Nonetheless, it feels absolutely necessary to cover these films on the blog as they're films I cannot believe didn't have a pronounced influence on some of the directors whose back catalogue would get on the Abstract List. Dario Agrneto is one - contrary to popular belief of viewing him as the Italian Alfred Hitchcock, Argento is far more influenced by Fritz Lang, and the kind of bizarre psychodrama here, including the whole subplot of the murder rooms, would fit the entire Italian genre of giallo mysteries to a tee. Cementing this is knowing Joan Bennett, three decades later, would translate from Hollywood to Argento's Suspiria (1977), having experience the psychological weirdness of Michael Redgrave's mansion to becoming the head principal of a sinister ballet school in Germany, in some semblance of connective tissue.
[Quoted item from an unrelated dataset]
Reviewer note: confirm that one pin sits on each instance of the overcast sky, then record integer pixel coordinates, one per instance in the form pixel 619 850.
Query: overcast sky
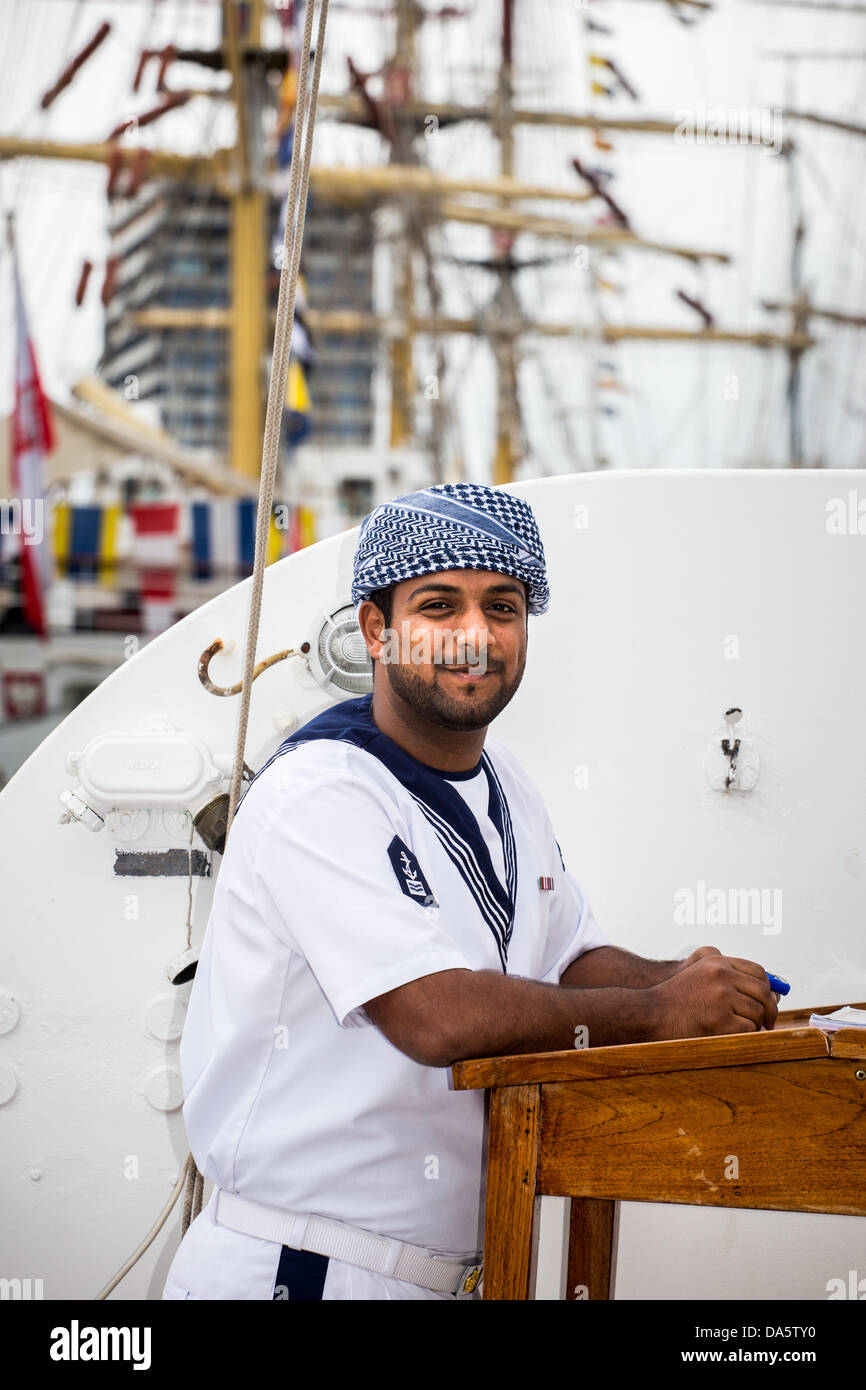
pixel 673 405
Then there's Guy Maddin, the one man film depository who must've been fed on this sort of psycho-melodrama alongside his obsession with silent cinema. Whilst this film wouldn't qualify for the list, to tip my hat to its likely influence is vital.

From https://i.ytimg.com/vi/6_Q14j8rC3E/maxresdefault.jpg

Person Opinion:
A fascinating gem in Fritz Lang's filmography somewhat marred by a pointless ending, tied up in too clean a bow and deserving the murkier quality of the story. Still utterly rewarding and gorgeous to look at, but with some concessions to deal with in terms of the full result.